Photo Courtesy of Maggie Fan
23 October, 2019
“I’m really surprised, actually, because ultimate frisbee isn’t a popular sport or anything,” said junior Angela Voo, sitting on a picnic bench across from me. “Some people play in middle school and it’s kind of a ‘nerdy sport’ considered by most people, and so I didn’t expect a lot of people to come this year.” About fifteen minutes ago, the field next to us was occupied by people throwing frisbees at one another, and you couldn’t go a few seconds without hearing, “Dude, the wind.” Now it’s quiet, apart from a few people sitting with us and listening in as Voo tells me about her second year running the ultimate frisbee club.
It’s taken a while for the club to get where it is. When Voo came into freshman year with the idea for an ultimate frisbee club, she couldn’t find a teacher who took enough interest in ultimate frisbee to be her sponsor. In sophomore year, she found out that her English teacher Mr. Vennard liked the sport as well. They tried to spread the word in the morning announcements and word-of-mouth, but the club received little
attention and there were less than ten people who came regularly.
“What we mostly had was three-on-three [scrimmages], and they would really want to play games, so I just gave in and played three-on-three,” said Voo when I asked what last year’s club looked like. “It wasn’t really fun, exactly, because there were turnovers every second.”
Now Voo is a junior, and she said that knowing more people, as well as collaborating with her sister, freshman Eulalia Voo, to bring in members from different grades, aided the club’s growth. In this year’s first meeting, there were twenty-eight people in attendance, nearly tripling the team’s size compared to last year. With the numbers came new ideas; the team’s goals include playing against the ultimate frisbee teams of Centennial and River Hill and eventually against Mount Hebron’s team. Freshman Iain Snoddy considered these matches “like a milestone” for the club.
Apart from wanting to play in tournaments and other schools, the team has other, more local ambitions as well. These include organizing a game against the school staff and securing a volunteer coach to help the members run drills and improve their skills.

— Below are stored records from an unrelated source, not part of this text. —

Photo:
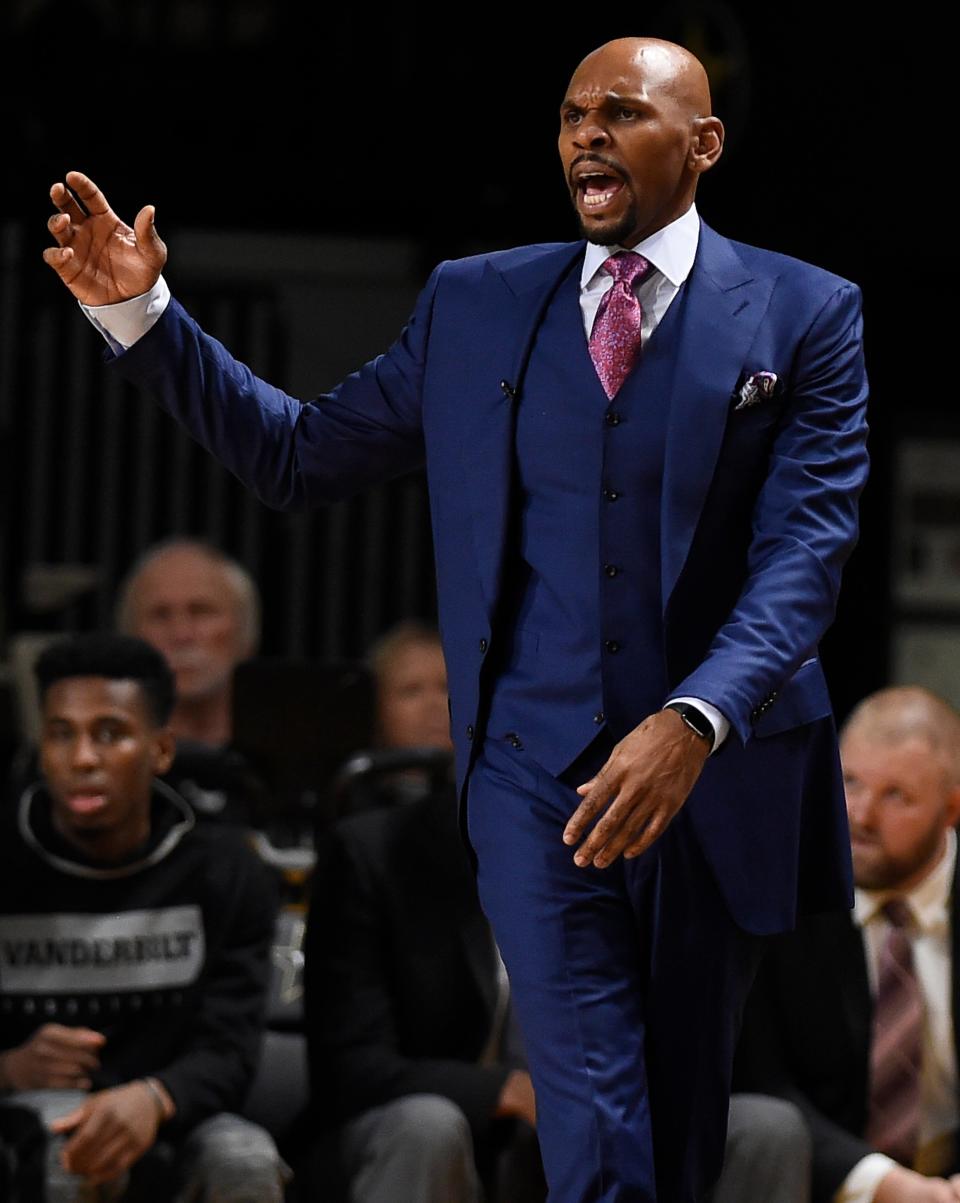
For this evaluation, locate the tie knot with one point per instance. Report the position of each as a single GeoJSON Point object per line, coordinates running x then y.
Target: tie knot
{"type": "Point", "coordinates": [898, 913]}
{"type": "Point", "coordinates": [627, 267]}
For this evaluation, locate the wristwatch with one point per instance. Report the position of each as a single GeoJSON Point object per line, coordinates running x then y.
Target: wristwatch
{"type": "Point", "coordinates": [695, 719]}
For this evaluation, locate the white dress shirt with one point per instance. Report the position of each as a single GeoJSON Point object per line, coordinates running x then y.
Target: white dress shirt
{"type": "Point", "coordinates": [930, 908]}
{"type": "Point", "coordinates": [671, 250]}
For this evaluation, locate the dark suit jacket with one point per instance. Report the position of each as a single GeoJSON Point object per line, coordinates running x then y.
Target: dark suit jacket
{"type": "Point", "coordinates": [400, 976]}
{"type": "Point", "coordinates": [806, 1035]}
{"type": "Point", "coordinates": [758, 511]}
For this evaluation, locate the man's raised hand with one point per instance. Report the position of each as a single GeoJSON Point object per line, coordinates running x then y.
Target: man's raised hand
{"type": "Point", "coordinates": [100, 258]}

The latter has proven to be more difficult; “If we tried to pay for an actual coach, we’d have to have funding for that, and currently we don’t have any money coming in,” said Voo.
However, the club’s roots remain tied to being more relaxed and recreational. “I’m not really into going into a real sport where you have to practice like five days a week or however many times, and I’m also too busy otherwise to do that,” said junior Yasmine Daoud, who was in the club last year as well. “So ultimate frisbee has got that really good balance of being lax and also having fun and making friends. But if I think that the team’s really getting good, I would definitely want to go to competitions.”